The End of Twin Tracking

What is twin tracking?

From 6 April 2009 local authorities became entitled to refuse to accept ‘twin tracked’ applications. Twin tracking is a tactic that has until now been used by developers to try and secure a planning consent in terms acceptable to them as quickly as possible. A developer submits two identical planning applications to the Council, paying a fee for each. If consent has not been granted at the end of the statutory period then the developer leaves one application open for negotiation with the Council and appeals the other application for non-determination.

Why twin track an application?

Developers have considered that despite the fact that they have to pay two planning application fees, the benefits outweigh the cost. The perception is that it will speed up the grant of an acceptable planning permission by showing a willingness from day one to appeal the application for non-determination if the Council do not reach a decision in the statutory period. Such tactics are also often considered to put the Council under pressure to grant permission in order to avoid the costs and resources they would otherwise have to dedicate to an appeal. The potential downside of twin tracking however is that it can be seen as highly aggressive and ruin relations between the developer and the planning officers leaving nowhere to go but to appeal.

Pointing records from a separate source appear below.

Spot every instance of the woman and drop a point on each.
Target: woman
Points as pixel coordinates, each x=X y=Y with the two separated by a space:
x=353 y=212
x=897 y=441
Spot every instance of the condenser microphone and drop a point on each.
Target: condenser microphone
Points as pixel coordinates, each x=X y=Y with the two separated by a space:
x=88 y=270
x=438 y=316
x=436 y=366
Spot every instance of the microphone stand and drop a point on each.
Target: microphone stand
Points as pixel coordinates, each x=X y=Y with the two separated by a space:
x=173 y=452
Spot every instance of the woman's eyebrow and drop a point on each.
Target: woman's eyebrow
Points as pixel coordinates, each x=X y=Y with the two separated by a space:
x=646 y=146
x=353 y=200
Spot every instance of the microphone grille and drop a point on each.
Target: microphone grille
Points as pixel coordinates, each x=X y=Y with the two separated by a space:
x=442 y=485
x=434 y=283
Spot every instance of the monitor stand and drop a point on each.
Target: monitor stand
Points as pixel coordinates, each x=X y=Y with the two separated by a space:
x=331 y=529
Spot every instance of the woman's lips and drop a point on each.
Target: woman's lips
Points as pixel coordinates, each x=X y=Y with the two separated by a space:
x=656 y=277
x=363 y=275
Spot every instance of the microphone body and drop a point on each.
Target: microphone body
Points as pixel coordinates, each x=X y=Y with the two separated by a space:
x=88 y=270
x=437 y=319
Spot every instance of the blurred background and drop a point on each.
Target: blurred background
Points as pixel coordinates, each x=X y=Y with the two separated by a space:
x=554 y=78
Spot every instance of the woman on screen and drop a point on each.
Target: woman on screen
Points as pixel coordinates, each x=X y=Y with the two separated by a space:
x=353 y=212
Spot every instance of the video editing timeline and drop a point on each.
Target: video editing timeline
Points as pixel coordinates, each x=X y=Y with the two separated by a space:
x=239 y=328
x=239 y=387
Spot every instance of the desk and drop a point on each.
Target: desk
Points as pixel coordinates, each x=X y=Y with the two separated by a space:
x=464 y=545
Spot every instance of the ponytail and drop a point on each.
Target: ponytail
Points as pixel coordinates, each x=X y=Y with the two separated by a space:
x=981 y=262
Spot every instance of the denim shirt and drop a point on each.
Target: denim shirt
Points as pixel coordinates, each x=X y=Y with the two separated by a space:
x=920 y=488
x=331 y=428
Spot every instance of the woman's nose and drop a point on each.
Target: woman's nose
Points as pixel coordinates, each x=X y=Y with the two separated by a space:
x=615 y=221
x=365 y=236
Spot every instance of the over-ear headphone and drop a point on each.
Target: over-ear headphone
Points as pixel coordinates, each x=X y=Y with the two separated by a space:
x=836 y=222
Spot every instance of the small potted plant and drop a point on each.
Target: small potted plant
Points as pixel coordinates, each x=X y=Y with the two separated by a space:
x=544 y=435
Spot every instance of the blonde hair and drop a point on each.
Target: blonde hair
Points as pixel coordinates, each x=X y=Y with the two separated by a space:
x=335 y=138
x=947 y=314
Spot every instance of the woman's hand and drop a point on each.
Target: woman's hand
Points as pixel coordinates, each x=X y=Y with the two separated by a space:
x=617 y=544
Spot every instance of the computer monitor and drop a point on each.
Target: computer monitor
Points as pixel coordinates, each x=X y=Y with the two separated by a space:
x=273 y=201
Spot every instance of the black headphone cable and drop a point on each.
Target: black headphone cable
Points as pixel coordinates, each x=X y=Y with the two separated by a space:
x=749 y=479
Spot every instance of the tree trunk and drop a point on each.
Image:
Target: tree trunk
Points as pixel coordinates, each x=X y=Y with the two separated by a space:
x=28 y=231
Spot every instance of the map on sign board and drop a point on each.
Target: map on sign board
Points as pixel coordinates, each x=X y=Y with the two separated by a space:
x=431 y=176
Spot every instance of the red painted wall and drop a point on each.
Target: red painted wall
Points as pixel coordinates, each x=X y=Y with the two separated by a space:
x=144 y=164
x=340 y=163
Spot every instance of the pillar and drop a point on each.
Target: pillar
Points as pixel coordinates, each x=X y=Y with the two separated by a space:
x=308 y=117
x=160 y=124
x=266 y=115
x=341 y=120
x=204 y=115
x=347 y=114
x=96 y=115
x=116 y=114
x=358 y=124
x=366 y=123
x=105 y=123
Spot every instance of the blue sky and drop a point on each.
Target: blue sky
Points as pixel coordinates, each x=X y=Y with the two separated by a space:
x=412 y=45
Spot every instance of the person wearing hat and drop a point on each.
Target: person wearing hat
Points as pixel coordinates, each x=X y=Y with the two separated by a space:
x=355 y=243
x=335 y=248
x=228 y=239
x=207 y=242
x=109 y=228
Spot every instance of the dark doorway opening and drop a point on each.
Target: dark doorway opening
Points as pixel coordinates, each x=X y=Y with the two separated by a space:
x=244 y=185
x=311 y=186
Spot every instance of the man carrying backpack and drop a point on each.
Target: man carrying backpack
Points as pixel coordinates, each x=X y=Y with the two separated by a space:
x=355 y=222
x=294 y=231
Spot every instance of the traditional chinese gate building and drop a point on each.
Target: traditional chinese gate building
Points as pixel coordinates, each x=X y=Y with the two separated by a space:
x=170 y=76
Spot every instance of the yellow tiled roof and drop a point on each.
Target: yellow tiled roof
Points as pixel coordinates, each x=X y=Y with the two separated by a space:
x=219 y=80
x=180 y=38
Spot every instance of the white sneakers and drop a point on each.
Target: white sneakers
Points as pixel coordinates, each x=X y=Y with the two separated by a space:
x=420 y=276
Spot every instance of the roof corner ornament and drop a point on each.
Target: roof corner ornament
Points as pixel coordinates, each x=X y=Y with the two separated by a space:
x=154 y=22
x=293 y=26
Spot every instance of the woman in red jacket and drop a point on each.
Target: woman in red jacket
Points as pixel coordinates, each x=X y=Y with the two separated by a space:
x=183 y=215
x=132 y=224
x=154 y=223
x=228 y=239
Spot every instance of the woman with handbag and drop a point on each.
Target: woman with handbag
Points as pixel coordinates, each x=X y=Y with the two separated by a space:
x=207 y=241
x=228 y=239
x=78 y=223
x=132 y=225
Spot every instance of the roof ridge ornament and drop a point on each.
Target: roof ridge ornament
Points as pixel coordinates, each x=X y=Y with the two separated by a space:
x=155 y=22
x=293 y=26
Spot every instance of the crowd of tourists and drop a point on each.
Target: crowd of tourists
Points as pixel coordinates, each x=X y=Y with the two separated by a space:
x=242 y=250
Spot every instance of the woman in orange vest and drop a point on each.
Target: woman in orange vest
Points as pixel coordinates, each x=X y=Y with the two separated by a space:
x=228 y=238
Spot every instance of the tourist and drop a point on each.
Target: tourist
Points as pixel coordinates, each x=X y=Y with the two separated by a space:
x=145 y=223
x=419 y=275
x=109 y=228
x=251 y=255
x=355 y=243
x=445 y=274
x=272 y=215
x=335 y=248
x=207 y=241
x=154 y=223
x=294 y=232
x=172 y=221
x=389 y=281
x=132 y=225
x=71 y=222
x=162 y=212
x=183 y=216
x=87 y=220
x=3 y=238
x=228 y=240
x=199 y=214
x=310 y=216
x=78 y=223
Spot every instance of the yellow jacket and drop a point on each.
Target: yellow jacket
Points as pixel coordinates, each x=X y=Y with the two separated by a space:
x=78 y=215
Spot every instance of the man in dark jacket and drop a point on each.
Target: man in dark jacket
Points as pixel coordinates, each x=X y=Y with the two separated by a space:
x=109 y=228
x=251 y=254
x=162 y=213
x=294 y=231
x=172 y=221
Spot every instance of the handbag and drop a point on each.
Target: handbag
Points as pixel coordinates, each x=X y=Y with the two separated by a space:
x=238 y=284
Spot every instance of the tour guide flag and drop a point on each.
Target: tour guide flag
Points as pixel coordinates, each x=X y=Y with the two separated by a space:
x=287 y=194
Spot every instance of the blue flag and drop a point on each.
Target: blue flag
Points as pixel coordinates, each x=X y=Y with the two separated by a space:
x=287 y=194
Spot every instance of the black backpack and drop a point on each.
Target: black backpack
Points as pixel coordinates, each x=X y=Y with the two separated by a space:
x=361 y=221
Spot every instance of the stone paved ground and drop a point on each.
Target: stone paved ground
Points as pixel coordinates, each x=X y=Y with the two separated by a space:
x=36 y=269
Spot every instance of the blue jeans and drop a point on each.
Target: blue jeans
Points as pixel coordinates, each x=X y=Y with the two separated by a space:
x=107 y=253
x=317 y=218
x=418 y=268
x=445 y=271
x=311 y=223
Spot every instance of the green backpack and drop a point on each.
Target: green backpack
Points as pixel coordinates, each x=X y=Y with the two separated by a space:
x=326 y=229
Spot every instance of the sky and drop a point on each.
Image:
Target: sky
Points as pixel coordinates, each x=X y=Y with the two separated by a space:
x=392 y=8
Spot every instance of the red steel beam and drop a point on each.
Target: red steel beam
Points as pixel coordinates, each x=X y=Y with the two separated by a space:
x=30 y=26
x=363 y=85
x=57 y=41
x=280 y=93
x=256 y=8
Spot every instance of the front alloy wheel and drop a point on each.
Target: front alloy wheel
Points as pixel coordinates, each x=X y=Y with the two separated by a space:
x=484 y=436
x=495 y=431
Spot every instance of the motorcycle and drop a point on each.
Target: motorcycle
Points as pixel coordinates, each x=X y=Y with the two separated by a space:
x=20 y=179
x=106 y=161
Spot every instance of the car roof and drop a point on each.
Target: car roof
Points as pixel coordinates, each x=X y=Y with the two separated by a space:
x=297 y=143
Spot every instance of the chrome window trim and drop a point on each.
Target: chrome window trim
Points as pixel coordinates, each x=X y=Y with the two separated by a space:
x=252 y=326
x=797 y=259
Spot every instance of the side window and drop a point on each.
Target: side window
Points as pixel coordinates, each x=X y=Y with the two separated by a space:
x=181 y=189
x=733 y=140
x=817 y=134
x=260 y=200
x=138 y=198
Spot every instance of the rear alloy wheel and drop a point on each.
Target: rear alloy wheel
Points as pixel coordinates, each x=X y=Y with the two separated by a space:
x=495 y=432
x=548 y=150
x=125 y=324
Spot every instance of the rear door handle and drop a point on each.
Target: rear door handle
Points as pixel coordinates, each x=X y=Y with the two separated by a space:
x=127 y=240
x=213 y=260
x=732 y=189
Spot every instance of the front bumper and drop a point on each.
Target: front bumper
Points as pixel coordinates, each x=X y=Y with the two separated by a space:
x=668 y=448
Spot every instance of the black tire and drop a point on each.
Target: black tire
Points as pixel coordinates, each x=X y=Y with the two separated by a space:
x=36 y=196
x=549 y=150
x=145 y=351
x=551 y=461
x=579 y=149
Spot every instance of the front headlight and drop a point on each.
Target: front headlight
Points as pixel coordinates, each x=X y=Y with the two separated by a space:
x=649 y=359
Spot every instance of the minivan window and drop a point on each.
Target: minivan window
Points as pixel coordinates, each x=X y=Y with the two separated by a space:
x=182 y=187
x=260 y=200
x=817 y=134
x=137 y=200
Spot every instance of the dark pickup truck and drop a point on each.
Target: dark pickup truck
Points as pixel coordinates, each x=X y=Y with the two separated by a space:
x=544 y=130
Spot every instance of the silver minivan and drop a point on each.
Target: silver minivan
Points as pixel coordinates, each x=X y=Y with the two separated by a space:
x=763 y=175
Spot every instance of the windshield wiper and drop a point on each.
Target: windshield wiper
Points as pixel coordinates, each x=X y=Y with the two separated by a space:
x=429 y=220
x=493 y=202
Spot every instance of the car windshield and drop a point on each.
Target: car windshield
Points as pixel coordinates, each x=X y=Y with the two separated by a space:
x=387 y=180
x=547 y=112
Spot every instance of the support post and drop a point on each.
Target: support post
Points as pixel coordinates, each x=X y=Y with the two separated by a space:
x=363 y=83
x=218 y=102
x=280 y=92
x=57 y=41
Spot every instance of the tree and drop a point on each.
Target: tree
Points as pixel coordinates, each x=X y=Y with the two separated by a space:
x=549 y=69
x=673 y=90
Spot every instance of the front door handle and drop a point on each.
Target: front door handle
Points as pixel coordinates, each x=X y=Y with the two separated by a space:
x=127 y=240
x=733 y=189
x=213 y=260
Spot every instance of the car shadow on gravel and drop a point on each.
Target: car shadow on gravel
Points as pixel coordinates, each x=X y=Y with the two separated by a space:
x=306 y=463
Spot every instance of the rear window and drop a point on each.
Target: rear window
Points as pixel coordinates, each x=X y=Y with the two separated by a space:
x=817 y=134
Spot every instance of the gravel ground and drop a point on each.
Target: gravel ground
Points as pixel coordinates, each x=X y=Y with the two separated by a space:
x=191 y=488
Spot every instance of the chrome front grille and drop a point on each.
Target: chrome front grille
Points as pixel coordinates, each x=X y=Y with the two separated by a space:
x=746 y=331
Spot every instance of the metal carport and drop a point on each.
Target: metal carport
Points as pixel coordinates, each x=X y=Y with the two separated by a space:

Discouraging repeat applications

In a bid to address the situation, section 43 of the Planning and Compulsory Purchase Act 2004 sought to discourage repeat applications. The first part of section 43 came into force on 24 August 2005 and gave planning authorities the ability to decline to determine an application where it is the same or similar to one which has previously been turned down and which the local authority believed had been submitted with the intention of wearing down opposition to the proposed development. This did not however apply to two applications submitted at the same time.

The end of twin tracking

The remainder of section 43 of the Planning and Compulsory Purchase Act 2004 has now come into force on 6 April 2009 giving local authorities the power to decline to determine planning applications which are the same and which overlap. This will now spell the end for twin tracking. In future developers will have to submit an application for a scheme and negotiate it with the local authority during the statutory period. If the local authority does not reach a decision or agree an extension of time for reaching a decision in the requisite period then the developer will have to choose whether to appeal to the Planning Inspectorate or to leave the application with the local authority whichever he believes will achieve the desired result in the quickest timeframe.

Whilst there is no question that measures to improve the fairness and transparency of the planning system can only be a good thing, it is not enough to simply remove twin tracking from the system, the Government should be considering why it was ever considered to be a necessary tactic by developers in the first place and addressing those issues. In an ideal world, developers would undertake full pre-application discussions in order that even before an application is submitted all parties have already agreed the principles of the new development in order that it could be determined within the statutory period. In reality however, local planning departments are as stretched as they have ever been, dealing with an ever changing and increasingly complex planning system without the resources to dedicate as much time and man power as they may wish to pre-application discussions or to process an application for a complex scheme once submitted in the desired timescale.